Regards, Alessandro Ronchi
Alessandro Ronchi Send private email
Wednesday, January 09, 2008
Thanks a lot for your helpful replies everyone!

It looks like I have some research to do on this so I'm going to investigate the Flash/Back-end integration as well as the "Push-to-inflate" eShops solutions as well.

I really want the front-end to be a differentiator in our market since the business we're in is very fashion & style oriented. The graphice designers used Flash presumably because it's a rich tool for graphics. What alternative technologies are out there which offer rich graphics support but without the disadvantages of Flash?
YMC Send private email
Thursday, January 10, 2008
Define "rich graphics support". What do you want that HTML, CSS, and JavaScript can't give you?

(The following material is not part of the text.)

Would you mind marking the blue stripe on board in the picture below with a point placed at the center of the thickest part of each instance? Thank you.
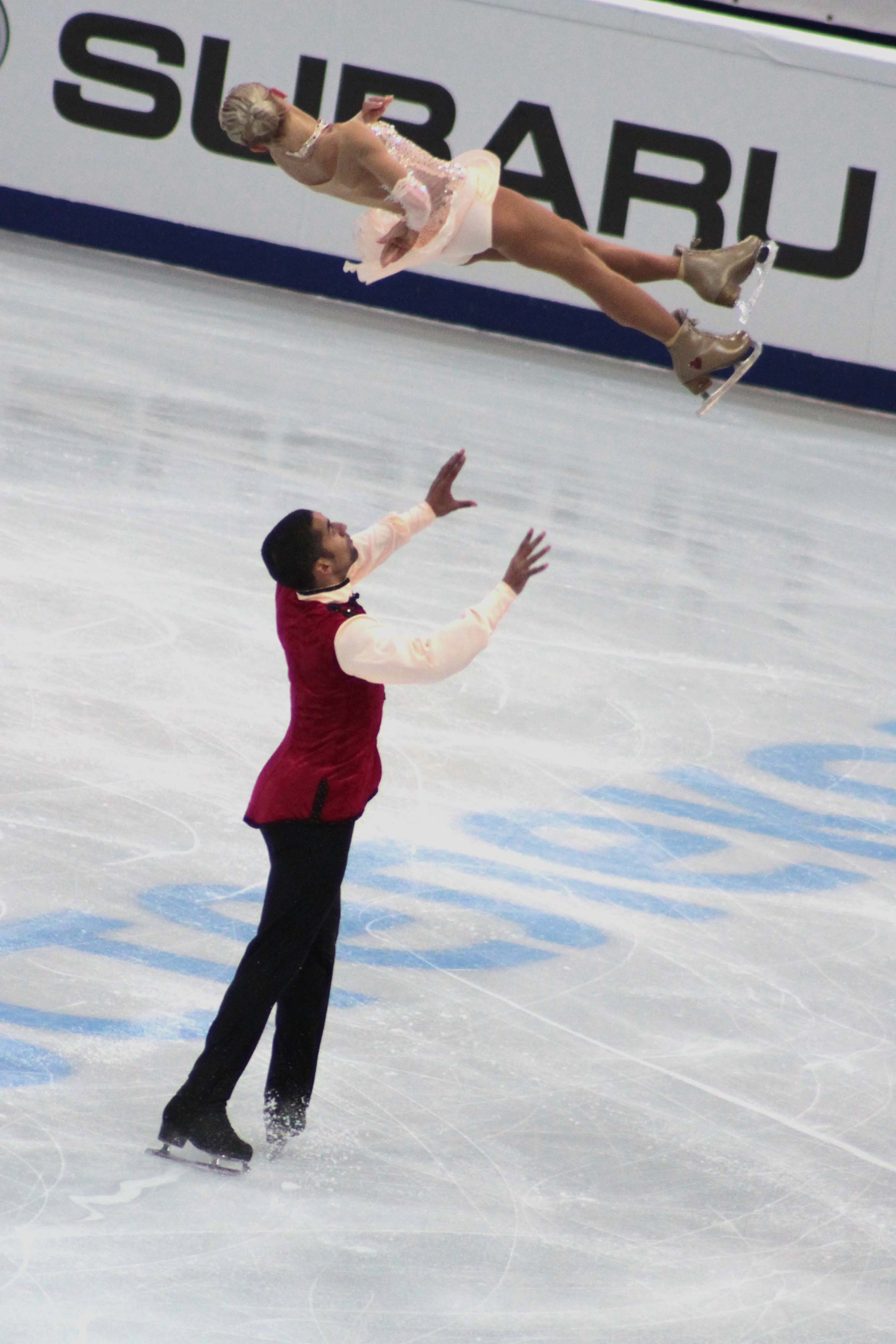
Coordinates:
(422, 296)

If you want a highly usable, accessible, and searchable site, you *have* to start with HTML. You can add other things on as enhancements, but you'll never have a good web page if you don't build it as, well, a web page.

Hiring somebody who advertises as a graphic designer to build your website was your main mistake. You need somebody who understands enough about the web to fill in the gaps in the requirements you give them. Until you bring somebody with a good fundamental understanding of the web into the project, it won't matter what technology you throw at the problem.
Thursday, January 10, 2008
>>Until you bring somebody with a good fundamental understanding of the web into the project, it won't matter what technology you throw at the problem.<<

Dotimus Send private email
Thursday, January 17, 2008

This topic is archived. No further replies will be accepted.